Logo no canto direito,

após alguns passos pelo corredor, enxergo Mike, rindo com três de seus melhores

amigos. Um deles me observa e aponta em minha direção, arregalando os olhos.

Mike rapidamente se vira para me encarar. Minha respiração desacelera. Sinto

como se o chão pudesse desabar sob meus pés. Esqueço-me até mesmo de caminhar,

como se nunca soubesse andar antes. Meus passos seguem de forma desiquilibrada

e sem jeito.

Mike nada diz. Seus olhos

me fuzilam. Parece não acreditar no que vê, assim como seus amigos. Assim como

todo mundo da escola. Maia não se importa. Está sorrindo. Confiante. Acena para

algumas pessoas, sem medo ou vergonha.

— Só faça o que eu faço —

ela diz, sorrindo.

Mas não consigo. Não

posso acenar para pessoas ou cumprimentá-las; não sou tão confiante assim.

Porém, ergo minha cabeça ainda mais. Preciso me acostumar a não encarar mais o

chão, ainda que meu coração bata de forma descompensada e minha garganta se

fecha por causa do medo e timidez. Maia continua com sua trajetória, levando-me

pelos corredores da escola.

Garotas também se mostram

curiosas, encarando-me de modo sério, desentendidas. Até mesmo o professor

Edgar, saindo da sala da diretoria, olha em minha direção e entorta levemente a

cabeça para o lado, estranhando essa situação.

Eu, que no primeiro dia

de aula, fugi de sua sala.

— Kevin — Maia por fim

interrompe os passos, após caminhar por mais alguns metros.

Um garoto, escorado na

porta de um dos armários, nos observa.

— Maia — cumprimenta ele.

Silêncio.

Conheço Kevin.

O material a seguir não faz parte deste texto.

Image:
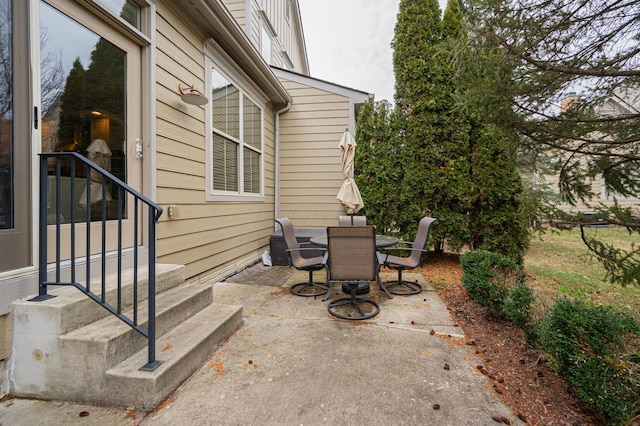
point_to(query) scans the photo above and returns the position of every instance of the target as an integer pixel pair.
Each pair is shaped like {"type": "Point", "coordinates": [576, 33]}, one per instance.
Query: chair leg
{"type": "Point", "coordinates": [402, 287]}
{"type": "Point", "coordinates": [382, 285]}
{"type": "Point", "coordinates": [353, 308]}
{"type": "Point", "coordinates": [309, 288]}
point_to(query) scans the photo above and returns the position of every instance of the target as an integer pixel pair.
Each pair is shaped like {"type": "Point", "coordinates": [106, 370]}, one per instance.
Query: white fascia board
{"type": "Point", "coordinates": [357, 96]}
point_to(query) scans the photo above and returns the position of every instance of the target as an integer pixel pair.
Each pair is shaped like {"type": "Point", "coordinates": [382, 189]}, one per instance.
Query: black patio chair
{"type": "Point", "coordinates": [399, 263]}
{"type": "Point", "coordinates": [351, 261]}
{"type": "Point", "coordinates": [297, 260]}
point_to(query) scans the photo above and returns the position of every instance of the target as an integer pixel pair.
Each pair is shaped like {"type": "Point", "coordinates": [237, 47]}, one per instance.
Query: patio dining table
{"type": "Point", "coordinates": [381, 241]}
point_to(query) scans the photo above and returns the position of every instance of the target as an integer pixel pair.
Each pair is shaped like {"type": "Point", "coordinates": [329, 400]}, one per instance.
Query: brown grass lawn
{"type": "Point", "coordinates": [558, 264]}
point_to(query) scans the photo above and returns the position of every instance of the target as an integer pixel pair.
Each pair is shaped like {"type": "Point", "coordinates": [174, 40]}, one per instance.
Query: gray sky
{"type": "Point", "coordinates": [349, 42]}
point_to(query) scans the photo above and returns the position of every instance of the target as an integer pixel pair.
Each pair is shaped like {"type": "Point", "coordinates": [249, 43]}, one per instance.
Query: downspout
{"type": "Point", "coordinates": [284, 109]}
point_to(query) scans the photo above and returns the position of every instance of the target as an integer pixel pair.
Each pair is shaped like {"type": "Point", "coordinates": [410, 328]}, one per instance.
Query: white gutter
{"type": "Point", "coordinates": [277, 113]}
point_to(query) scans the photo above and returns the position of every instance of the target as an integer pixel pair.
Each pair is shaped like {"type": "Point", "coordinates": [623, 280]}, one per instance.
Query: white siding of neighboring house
{"type": "Point", "coordinates": [216, 238]}
{"type": "Point", "coordinates": [310, 165]}
{"type": "Point", "coordinates": [623, 104]}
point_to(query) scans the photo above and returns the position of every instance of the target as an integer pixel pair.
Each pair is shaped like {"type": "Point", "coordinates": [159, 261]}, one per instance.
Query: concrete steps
{"type": "Point", "coordinates": [70, 348]}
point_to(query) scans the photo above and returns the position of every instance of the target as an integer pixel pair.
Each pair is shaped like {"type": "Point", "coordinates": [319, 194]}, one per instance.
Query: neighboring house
{"type": "Point", "coordinates": [265, 145]}
{"type": "Point", "coordinates": [621, 103]}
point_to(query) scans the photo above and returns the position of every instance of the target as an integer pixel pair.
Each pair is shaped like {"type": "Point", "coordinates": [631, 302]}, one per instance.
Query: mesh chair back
{"type": "Point", "coordinates": [290, 240]}
{"type": "Point", "coordinates": [352, 220]}
{"type": "Point", "coordinates": [352, 253]}
{"type": "Point", "coordinates": [421, 239]}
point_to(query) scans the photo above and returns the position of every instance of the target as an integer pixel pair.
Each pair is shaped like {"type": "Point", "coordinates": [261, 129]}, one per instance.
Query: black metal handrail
{"type": "Point", "coordinates": [52, 165]}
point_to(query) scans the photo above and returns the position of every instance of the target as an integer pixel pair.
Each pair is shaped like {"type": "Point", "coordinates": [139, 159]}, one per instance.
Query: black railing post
{"type": "Point", "coordinates": [43, 223]}
{"type": "Point", "coordinates": [42, 234]}
{"type": "Point", "coordinates": [152, 363]}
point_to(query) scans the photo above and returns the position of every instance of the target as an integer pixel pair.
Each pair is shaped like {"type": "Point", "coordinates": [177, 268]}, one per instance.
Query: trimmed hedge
{"type": "Point", "coordinates": [597, 349]}
{"type": "Point", "coordinates": [496, 283]}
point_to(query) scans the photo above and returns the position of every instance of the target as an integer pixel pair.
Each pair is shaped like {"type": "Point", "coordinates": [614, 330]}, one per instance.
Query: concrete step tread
{"type": "Point", "coordinates": [174, 345]}
{"type": "Point", "coordinates": [197, 296]}
{"type": "Point", "coordinates": [182, 351]}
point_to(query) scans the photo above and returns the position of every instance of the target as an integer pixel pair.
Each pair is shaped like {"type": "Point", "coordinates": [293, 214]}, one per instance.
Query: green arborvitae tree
{"type": "Point", "coordinates": [498, 218]}
{"type": "Point", "coordinates": [435, 144]}
{"type": "Point", "coordinates": [428, 157]}
{"type": "Point", "coordinates": [378, 168]}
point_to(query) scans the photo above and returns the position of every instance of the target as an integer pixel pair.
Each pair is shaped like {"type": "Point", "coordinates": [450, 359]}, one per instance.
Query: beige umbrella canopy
{"type": "Point", "coordinates": [99, 153]}
{"type": "Point", "coordinates": [349, 194]}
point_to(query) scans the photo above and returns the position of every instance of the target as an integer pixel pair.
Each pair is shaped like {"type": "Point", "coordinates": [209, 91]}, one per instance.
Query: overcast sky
{"type": "Point", "coordinates": [349, 42]}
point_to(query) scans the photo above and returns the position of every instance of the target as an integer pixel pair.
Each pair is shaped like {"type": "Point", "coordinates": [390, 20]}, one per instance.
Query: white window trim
{"type": "Point", "coordinates": [226, 68]}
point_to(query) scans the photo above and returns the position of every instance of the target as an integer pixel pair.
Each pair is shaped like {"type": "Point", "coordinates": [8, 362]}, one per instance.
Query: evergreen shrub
{"type": "Point", "coordinates": [597, 349]}
{"type": "Point", "coordinates": [496, 283]}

Quer

dizer, toda escola conhece Kevin. Jogador de futebol que, obviamente, já foi

destaque da escola. Barba quase feita, como se já estivesse na faculdade, e não

no ensino médio.

— Vejo que está

acompanhada — diz ele, apresentando um curto sorriso. Seus cabelos são longos e

loiros, chegando até altura dos ombros.

Maia ergue nossas mãos,

mostrando-as entrelaçadas.

Kevin abre ainda mais o

sorriso.

— E esse é?

— Caio — digo, tendo

falhas em minha voz. — Prazer, sou Caio. Namorado da... Maia. Namorado da Maia

— digo de forma mais convincente. Alto.

— Namorada da Maia, é? —

ele parece achar graça de alguma forma. — O prazer é meu, Caio. Sou Kevin.

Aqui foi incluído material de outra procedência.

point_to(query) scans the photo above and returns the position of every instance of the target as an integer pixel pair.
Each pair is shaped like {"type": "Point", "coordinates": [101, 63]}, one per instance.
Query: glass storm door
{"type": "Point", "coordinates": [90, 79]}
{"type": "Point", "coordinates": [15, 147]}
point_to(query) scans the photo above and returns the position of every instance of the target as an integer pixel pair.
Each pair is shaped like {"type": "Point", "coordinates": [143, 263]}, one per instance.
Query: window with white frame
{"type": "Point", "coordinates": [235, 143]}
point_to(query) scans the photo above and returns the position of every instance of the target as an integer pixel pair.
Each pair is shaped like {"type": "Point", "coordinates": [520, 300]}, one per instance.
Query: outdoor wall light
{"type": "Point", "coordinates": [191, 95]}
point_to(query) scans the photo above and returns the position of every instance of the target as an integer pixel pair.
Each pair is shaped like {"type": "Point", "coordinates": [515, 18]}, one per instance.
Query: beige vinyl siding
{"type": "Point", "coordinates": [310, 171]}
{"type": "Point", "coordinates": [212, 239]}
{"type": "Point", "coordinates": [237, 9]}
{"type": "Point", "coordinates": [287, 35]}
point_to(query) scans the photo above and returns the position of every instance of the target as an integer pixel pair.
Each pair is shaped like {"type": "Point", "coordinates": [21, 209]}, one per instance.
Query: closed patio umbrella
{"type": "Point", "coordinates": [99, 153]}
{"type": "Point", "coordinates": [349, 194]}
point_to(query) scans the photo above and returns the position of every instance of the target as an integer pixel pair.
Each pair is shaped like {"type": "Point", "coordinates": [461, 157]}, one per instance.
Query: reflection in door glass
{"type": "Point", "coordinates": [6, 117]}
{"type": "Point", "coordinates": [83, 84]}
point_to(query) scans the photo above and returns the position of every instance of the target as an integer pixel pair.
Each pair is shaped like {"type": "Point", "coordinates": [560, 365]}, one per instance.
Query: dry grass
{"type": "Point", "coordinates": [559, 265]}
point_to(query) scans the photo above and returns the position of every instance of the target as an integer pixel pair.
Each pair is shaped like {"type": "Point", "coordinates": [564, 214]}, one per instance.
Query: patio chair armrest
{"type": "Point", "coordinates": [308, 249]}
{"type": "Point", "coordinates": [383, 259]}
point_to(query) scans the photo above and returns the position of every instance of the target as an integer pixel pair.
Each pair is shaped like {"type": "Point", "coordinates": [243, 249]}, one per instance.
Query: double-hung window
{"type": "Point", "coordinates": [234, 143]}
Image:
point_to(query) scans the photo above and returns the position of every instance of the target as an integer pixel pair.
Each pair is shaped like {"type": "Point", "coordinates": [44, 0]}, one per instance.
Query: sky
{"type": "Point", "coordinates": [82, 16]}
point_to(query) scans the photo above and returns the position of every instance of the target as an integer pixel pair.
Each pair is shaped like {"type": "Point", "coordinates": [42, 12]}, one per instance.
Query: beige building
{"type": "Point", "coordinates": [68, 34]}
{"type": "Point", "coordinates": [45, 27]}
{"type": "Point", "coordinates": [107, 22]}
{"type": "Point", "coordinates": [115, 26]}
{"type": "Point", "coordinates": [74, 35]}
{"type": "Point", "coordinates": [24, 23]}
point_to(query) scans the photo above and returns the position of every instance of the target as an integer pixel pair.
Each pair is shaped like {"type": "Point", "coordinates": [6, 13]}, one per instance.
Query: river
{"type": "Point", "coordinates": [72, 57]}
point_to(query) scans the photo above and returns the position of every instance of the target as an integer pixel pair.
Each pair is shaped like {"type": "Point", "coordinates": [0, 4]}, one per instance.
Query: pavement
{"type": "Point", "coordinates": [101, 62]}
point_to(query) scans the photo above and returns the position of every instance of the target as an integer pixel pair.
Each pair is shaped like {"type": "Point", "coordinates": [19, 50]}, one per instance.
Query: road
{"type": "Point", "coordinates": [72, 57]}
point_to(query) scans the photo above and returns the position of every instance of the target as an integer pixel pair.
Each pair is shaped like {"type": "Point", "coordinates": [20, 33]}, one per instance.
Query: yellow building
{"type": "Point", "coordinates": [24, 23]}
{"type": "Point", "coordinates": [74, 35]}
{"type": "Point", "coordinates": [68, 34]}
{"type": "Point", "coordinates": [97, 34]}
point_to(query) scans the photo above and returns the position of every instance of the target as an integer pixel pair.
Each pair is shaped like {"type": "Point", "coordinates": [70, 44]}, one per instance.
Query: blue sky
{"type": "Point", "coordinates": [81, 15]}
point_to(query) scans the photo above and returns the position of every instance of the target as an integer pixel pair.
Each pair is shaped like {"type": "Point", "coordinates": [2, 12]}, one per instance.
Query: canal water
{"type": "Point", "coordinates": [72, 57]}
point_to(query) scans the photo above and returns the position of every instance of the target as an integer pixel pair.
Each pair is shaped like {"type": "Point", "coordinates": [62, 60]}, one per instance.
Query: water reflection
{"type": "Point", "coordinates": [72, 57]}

 — Eu sei quem você é. Bem, na verdade todo

mundo sabe quem você — dou um ligeiro sorriso. — Não vi você jogando, mas tenho

certeza que deve arrebentar. Bonito cabelo, aliás.

— Obrigado. Nada além de

hidratantes, se quer mesmo saber — dá uma piscadela em minha direção, exibindo

seus dentes brancos.

Escuto Maia bufar.

— Vamos embora, Caio —

diz ela, apertando fortemente minha mão.

— Foi um prazer, Caio —

Kevin acena para mim, enquanto Maia me puxa e me faz andar novamente.

— O prazer foi todo meu —

digo em voz alta, sorrindo. — Ele parece ser bem simpático, não é? — pergunto

em um sussurro, sem deixar que Kevin e outras pessoas possam me escutar.

Mas Maia não me responde.

Seus passos são pesados e apressados, como um soldado marchando em combate

militar. Não acena para pessoas; nem mesmo para quem chama seu nome. Essa

escola não é tão grande assim para caminhar por longos minutos sem interrupção.

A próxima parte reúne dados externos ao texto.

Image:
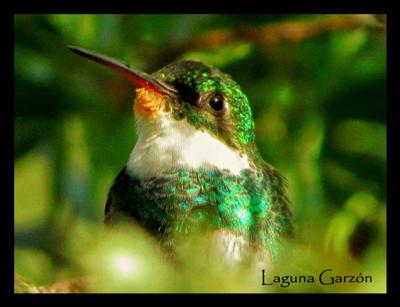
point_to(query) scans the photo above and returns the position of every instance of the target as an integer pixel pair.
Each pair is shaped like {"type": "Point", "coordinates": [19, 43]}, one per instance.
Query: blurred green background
{"type": "Point", "coordinates": [317, 85]}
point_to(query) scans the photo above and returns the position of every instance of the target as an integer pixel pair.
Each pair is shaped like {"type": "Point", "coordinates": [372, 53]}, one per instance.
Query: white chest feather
{"type": "Point", "coordinates": [166, 144]}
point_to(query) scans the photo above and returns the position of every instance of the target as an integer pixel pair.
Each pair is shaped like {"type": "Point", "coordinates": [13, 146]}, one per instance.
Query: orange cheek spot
{"type": "Point", "coordinates": [148, 102]}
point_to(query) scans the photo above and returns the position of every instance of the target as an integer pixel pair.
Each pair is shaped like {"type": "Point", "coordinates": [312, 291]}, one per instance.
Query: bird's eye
{"type": "Point", "coordinates": [216, 102]}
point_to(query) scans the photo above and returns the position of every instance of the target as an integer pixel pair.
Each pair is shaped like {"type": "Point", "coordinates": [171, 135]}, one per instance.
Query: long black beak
{"type": "Point", "coordinates": [136, 77]}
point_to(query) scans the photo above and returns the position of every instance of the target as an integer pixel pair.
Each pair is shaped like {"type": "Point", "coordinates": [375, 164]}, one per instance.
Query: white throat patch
{"type": "Point", "coordinates": [165, 144]}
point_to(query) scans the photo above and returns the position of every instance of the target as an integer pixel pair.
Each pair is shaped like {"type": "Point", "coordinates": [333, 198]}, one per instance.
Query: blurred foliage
{"type": "Point", "coordinates": [317, 84]}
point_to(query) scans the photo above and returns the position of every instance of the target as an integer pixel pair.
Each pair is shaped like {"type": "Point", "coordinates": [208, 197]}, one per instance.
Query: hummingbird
{"type": "Point", "coordinates": [195, 165]}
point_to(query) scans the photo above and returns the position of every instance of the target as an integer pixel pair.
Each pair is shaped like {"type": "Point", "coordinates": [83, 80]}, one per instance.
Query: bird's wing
{"type": "Point", "coordinates": [282, 215]}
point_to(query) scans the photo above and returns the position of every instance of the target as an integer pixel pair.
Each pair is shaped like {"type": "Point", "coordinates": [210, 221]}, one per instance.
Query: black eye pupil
{"type": "Point", "coordinates": [217, 102]}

Não demora muito para que ela possa parar novamente, dessa vez em frente à sala

de música.

Está ofegante. Suada,

até.

— Pronto — coloca uma

mecha do cabelo atrás da orelha. Olha de um lado para o outro. — Fizemos nossa

primeira apresentação. Agora tente não abaixar sua cabeça com frequência,

algumas pessoas irão encarar você de um modo diferente. Não conte para ninguém

nosso plano, tudo bem? Você se saiu muito bem hoje, e amanhã será da mesma

forma, então trate de respirar fundo e agir como se fossemos namorados, entendido?

— Entendido — respondo.

— Pode me soltar agora.

— Desculpa — solto sua

mão, percebendo que estou excessivamente suado.

— Agora pode voltar para

sala — diz ela, suspirando. — Se alguém perguntar, diga estava me beijando na

sala de música.

— Tudo bem — sorrio.

Encaro seus olhos por um

momento. Toda raiva que pareceu demonstrar agora pouco, parece não existir

mais. Seus semblantes estão relaxados, assim como seus ombros.

— Agora pode ir — diz.

— Claro. É. Até mais —

giro sobre meus calcanhares, sorrindo.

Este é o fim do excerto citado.